When we think of foreign vendors, what comes to mind first is the Buy American Act (BAA). However, the BAA does not address the ownership of companies but the country of origin of the products involved. Also trade agreements and various bilateral agreements carve out many exceptions to the BAA. To further compound the complexity, the rules to determine country of origin are themselves extremely complex. So the fact that Ingram Micro is now owned by a Chinese company does not answer or necessarily raise any concerns about the BAA. Those concerns have to be addressed on a case by case basis for each product, and more importantly for each end item delivered to the government.
One area where foreign ownership is an issue is review by the Committee on Foreign Investment in the United Stated (CFIUS). [50 US Code 4565] CFIUS is an federal inter-agency committee that reviews, for national security concerns, transactions that could result in control of a U.S. business by a foreign entity. If CFIUS determines that a covered transaction is detrimental to national security, the President can suspend or block the transaction. Not every foreign acquisition is reviewed by CFIUS. Of course, if there is no CFIUS review, the government could come along later and undo the transaction. In this case there was a CFIUS review and the transaction to acquire Ingram Micro was not blocked.
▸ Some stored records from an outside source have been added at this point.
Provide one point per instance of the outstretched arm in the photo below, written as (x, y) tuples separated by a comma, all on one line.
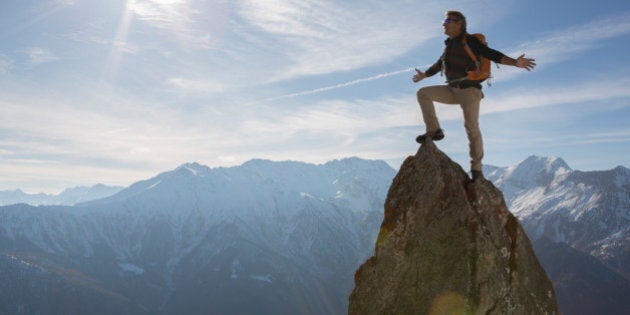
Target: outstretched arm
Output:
[(418, 76), (520, 62)]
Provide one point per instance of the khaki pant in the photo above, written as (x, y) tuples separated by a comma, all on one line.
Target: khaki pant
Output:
[(468, 99)]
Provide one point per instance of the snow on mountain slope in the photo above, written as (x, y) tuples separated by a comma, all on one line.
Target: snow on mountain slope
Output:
[(68, 197), (590, 211), (310, 223)]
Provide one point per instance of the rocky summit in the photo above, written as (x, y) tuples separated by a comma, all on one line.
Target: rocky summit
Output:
[(448, 245)]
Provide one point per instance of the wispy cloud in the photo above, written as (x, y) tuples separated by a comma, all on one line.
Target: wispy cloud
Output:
[(568, 43), (320, 37), (38, 55), (336, 86), (5, 64), (196, 86)]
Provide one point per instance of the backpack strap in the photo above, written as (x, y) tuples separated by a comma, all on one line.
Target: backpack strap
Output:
[(469, 51)]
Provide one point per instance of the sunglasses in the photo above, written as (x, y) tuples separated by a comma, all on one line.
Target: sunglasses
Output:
[(449, 20)]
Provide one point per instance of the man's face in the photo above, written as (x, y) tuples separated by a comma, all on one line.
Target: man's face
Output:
[(452, 26)]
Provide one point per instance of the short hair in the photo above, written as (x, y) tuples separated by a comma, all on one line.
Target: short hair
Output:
[(458, 16)]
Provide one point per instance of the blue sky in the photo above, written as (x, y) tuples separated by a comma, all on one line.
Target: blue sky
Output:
[(117, 91)]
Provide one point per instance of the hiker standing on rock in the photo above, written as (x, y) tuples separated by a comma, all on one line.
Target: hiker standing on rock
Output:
[(461, 62)]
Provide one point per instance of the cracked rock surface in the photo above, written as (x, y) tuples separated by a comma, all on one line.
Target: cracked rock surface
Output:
[(449, 246)]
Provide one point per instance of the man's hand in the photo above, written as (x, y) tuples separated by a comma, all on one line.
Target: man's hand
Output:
[(525, 63), (418, 76)]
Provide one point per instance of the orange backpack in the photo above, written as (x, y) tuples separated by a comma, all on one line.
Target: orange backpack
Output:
[(483, 67)]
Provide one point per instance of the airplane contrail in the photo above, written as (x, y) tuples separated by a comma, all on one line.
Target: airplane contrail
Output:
[(337, 86)]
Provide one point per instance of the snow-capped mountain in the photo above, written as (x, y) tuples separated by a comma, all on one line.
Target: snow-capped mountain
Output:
[(274, 237), (589, 211), (284, 237), (68, 197)]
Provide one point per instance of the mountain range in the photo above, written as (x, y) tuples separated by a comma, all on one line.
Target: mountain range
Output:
[(68, 197), (280, 237)]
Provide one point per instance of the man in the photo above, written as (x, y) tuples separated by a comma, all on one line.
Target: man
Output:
[(455, 64)]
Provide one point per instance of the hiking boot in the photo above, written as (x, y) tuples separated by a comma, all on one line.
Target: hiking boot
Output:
[(477, 175), (435, 135)]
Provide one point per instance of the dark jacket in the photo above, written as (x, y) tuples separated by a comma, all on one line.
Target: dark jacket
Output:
[(457, 62)]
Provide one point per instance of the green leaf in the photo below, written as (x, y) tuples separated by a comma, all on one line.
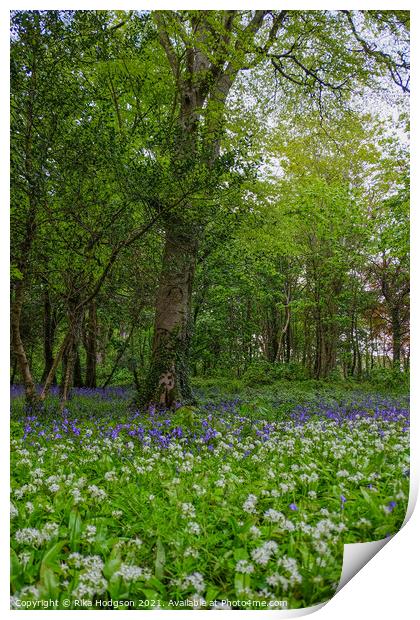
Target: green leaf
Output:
[(160, 559), (75, 529)]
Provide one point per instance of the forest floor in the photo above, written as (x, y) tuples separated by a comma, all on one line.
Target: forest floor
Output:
[(243, 501)]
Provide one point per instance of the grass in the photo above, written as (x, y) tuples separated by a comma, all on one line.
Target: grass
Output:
[(248, 497)]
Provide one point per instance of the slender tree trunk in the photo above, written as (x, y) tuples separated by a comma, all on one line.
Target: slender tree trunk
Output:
[(91, 346), (396, 337), (19, 349), (49, 329), (77, 372), (167, 379), (14, 369)]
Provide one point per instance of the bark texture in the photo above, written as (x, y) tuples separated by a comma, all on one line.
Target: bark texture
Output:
[(168, 374)]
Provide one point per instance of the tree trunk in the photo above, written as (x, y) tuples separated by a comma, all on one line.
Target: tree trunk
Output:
[(91, 346), (77, 372), (49, 329), (167, 380), (396, 337), (18, 348)]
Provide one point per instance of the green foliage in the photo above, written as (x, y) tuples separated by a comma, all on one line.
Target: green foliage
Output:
[(389, 379)]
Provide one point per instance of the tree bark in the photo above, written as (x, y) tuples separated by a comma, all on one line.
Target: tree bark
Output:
[(167, 380), (91, 346), (18, 348), (49, 329), (396, 336)]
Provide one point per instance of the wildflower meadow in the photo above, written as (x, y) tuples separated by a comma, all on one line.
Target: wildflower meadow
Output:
[(223, 505)]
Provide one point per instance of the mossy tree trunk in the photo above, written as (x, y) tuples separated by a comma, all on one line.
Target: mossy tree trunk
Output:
[(167, 380)]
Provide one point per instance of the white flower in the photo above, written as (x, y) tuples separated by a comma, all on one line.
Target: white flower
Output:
[(254, 531), (90, 533), (188, 510), (343, 473), (249, 503), (243, 566), (194, 580), (273, 515), (131, 573), (14, 512), (261, 555), (96, 492), (117, 513), (77, 496), (193, 527)]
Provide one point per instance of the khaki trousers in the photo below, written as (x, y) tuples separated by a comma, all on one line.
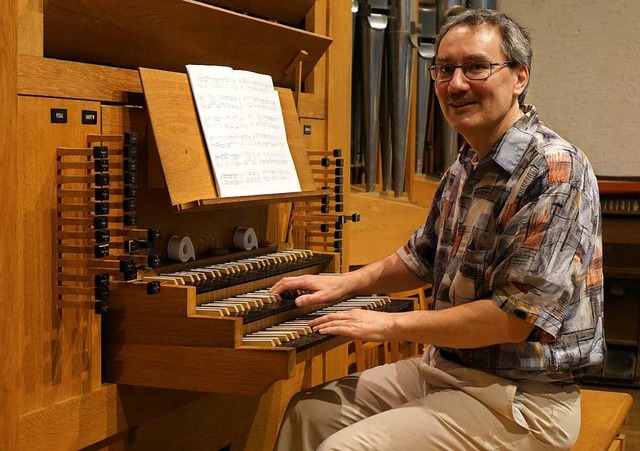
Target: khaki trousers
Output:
[(430, 403)]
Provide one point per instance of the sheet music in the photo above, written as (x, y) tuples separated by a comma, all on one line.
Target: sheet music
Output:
[(241, 118)]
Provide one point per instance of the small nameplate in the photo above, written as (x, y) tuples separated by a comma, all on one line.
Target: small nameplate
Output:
[(58, 115), (89, 117)]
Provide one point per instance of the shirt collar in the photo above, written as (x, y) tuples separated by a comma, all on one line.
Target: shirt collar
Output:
[(508, 151)]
Another area where foreign ownership comes into play is in the performance of government contracts that require access to classified information. For a defense contractor to have possession of classified information, it must have a “Facility Security Clearance” (FCL). To obtain the FCL, one of the critical factors (in addition to appropriate physical security and access by cleared personnel) is the potential for “Foreign Ownership, Control or Influence” (FOCI). Except in rare cases where the foreign ownership involved is from a country with bilateral security agreements, obtaining an FCL when dealing with the FOCI usually means setting up complicated corporate management arrangements that insulate the US-based management from control by the foreign owner. When the foreign owner is from a country with a history of espionage against the United States, I would think the likelihood of resolving the FOCI and obtaining an FCL is remote or impossible.
So my best guess is that Ingram Micro would be unlikely to get or keep any FCL at this point. However, that may not be important or relevant since my understanding is that as a distributor, Ingram Micro probably deals exclusively with commercial products and would have no need itself for an FCL. While the Ingram Micro situation may seem to raise a unique issue with any prime contractors operating under an FCL, in no case should vendor without an FCL or vendor personnel without a personnel security clearance have access to classified information in the prime contractor’s possession.
Bottom line? Small businesses with federal contracts using Micro Ingram as a supplier should not have an issue with the change of ownership. Of course, the handling of classified information should be managed properly with this and every other vendor.